Oscar Wilde in Bow Street, 1895.

Bow St police station

Bow Street police station, WC2. Photo © David Secombe 2010.

Tying in with today’s post on Wilde’s trials on Baroque in Hackney, we reprise this photograph and extract which were originally published in 2010 on Esoteric London.

From The Life of Oscar Wilde by Hesketh Pearson, 1946:

[. . .] at some point between seven and eight o’clock that evening the police called at the Cadogan Hotel and knocked at the door of Room 53.

‘Mr. Wilde I believe?’

‘Yes?’

‘We are police officers and hold a warrant for your arrest.’

‘Oh really?’ He seemed relieved.

‘I must ask you to accompany us to the police station.’
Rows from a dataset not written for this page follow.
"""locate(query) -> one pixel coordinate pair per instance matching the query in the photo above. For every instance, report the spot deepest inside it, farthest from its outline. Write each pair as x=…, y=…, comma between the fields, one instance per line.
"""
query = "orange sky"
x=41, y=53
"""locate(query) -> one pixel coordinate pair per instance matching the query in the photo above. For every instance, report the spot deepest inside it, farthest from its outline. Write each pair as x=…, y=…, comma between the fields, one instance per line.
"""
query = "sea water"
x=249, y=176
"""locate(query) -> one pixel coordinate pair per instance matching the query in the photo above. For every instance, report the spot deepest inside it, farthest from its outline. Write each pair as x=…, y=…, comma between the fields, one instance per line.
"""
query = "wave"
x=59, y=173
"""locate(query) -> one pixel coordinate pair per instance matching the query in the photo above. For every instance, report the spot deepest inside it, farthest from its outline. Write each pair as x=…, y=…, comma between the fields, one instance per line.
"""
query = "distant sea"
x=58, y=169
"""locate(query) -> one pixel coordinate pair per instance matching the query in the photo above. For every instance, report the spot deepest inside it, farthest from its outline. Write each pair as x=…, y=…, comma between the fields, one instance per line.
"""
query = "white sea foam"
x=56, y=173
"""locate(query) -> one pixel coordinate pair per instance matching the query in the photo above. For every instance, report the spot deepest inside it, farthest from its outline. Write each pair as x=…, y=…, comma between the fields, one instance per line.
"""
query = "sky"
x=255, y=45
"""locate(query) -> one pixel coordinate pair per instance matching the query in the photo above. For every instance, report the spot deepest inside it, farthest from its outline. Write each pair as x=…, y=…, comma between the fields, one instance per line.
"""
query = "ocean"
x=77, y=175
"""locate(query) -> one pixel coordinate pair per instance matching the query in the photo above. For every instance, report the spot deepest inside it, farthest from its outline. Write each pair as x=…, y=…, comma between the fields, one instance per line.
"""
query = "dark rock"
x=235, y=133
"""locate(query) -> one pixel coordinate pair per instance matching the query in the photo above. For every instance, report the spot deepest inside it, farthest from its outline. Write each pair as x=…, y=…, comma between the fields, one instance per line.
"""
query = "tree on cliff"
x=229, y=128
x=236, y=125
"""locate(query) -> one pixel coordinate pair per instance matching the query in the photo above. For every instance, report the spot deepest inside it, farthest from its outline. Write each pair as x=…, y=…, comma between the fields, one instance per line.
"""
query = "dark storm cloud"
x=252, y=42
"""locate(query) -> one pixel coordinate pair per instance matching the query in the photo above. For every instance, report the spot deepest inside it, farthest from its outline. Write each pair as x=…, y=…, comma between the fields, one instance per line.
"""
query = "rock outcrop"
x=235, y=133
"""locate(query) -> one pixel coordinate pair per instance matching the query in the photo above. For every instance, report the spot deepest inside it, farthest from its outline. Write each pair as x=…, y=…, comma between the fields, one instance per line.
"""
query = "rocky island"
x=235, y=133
Wilde got up, a little unsteadily, put on his overcoat, took his hat and gloves, and followed them out. They drove in a four wheeler, via Scotland Yard, to Bow Street. Robert Sherard asked Wilde, in view of his superstition on the subject, whether the cab horse that drove him from the Cadogan was white. ‘I was too much interested to notice’, said Wilde, having chatted away on all sorts of topics with the detectives, who thought him a most amiable gentleman. At Bow Street, the charges were read out to him, after which he was taken to a cell, where press reporters were allowed to peer at him through the grille, and where he paced to and fro all night, unable to sleep. Next day he was removed to Holloway Gaol.